Statistical analysis. The survival rate was analyzed by the Kaplan-Meier method and comparisons were performed using the log-rank test. The effects of clinicopathological factors on survival were analyzed using the Cox proportional hazards model. p<0.05 was considered to indicate a statistically significant difference.

Results

Patient characteristics. During the study period, 129 patients were diagnosed as having ALK rearranged NSCLC. Table I presents the characteristics of these patients. There were 45 (34.9%) males and 84 females. The median age was 63 (range=26-84) years, and 59 (45.7%) patients were ≥65 years old. FISH was the most common procedure to confirm ALK rearrangement. There were 111 (86.0%) patients with a good performance status (PS) (Eastern Cooperative Oncology Group 0-1). Eighty (62.0%) of them were no smokers. One hundred twenty-four (96.1%) had adenocarcinoma. There were 16 patients who had started treatment before crizotinib was approved in our country and were diagnosed as having ALK rearranged NSCLC during the study period. Median maximum diameter of the primary lesion was 26 mm (range=7-130 mm). At the time of initial diagnosis of NSCLC, 27 (20.9%) and 67 (52.9%) patients were diagnosed as stage IIIA-C and IVA-B, respectively. Among the patients, 28 (21.7%), 21 (16.3%), 16 (12.4%), 12 (9.3%), 7 (5.4%), 4 (5.4%) and 23 (17.8%) had bone, lung, brain, liver, extrathoracic lymph node, adrenal gland, other uncommon sites metastases, respectively, whereas 36 (27.9%) patients presented with pleural fluid. Figure 1 shows the study flow chart. Among the 129 patients, 69 patients were evaluated as unresectable and 60 patients received surgical resection. Forty of the 60 patients who received surgical resection relapsed during the study period. Among 109 patients with unresectable and relapsed disease, 103 patients received systemic therapy with ALK-TKI and chemotherapy, 3 had chest irradiation, and 3 had supportive care. Figure 2 shows individual swimmer plots in the overall study population. As the first-line therapy, 55 (53.4%), 33 (32.0%), 11 (10.7%), and 4 (3.9%) of the 103 patients received chemotherapy, alectinib, crizotinib, and others, respectively.

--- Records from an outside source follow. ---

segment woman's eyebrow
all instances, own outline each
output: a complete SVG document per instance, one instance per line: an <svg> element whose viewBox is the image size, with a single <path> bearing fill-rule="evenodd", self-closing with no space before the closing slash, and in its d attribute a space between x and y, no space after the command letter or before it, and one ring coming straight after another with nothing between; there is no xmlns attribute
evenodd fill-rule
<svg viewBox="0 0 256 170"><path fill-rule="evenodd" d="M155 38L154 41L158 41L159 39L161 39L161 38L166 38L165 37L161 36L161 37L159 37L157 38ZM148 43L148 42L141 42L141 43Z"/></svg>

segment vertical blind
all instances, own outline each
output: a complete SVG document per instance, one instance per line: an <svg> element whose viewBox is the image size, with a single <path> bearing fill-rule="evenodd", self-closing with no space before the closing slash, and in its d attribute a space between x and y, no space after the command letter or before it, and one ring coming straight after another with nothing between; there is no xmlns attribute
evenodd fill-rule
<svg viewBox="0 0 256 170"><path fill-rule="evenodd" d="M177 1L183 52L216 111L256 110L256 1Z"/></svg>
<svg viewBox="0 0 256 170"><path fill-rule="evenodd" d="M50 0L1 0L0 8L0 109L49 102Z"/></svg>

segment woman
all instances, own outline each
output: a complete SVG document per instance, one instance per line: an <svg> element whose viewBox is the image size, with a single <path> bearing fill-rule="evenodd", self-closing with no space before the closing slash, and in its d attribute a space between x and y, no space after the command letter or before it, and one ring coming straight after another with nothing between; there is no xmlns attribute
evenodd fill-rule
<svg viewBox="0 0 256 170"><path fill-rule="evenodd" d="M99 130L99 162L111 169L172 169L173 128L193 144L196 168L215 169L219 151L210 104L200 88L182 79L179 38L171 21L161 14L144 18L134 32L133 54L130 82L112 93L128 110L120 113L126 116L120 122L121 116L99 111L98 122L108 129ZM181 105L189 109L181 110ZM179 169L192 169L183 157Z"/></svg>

PFS and combined PFS of two sequential treatments. We first compared PFS in patients treated with alectinib to that in patients treated with crizotinib as the first-line therapy. The median PFS for alectinib and crizotinib was 31 months (95%CI=30-56 months) and 16 months (95%CI=7-33 months), respectively. There was a statistically significant difference in PFS between them (p=0.0271). In second or later treatment lines, 42 patients received alectinib and 31 patients had crizotinib. The median PFS for each treatment was 16 months (95%CI=7-25 months) and 4 months (95%CI=3-11 months), respectively. In these treatment lines, PFS in patients treated with alectinib was longer than that in patients treated with crizotinib (p=0.0001). We next focused on cytotoxic chemotherapy with or without pemetrexed (PEM). There was a statistically significant difference in PFS between 70 treatments with PEM (median=6, months=95%CI: 3-9 months) and 57 without PEM (median PFS=3 months, 95%CI=2-4monts) (p=0.0001). Lastly, we examined combined PFS (10) of two sequential treatments. The median combined PFS in 19 patients who received ALK-TKI flowed by another ALK-TKI was 27 months (95%CI=11-43 months) and that in 29 patients who received chemotherapy followed by ALK-TKI was 10 months (95%CI=7-13 months). There was a significant difference between them (p=0.0087).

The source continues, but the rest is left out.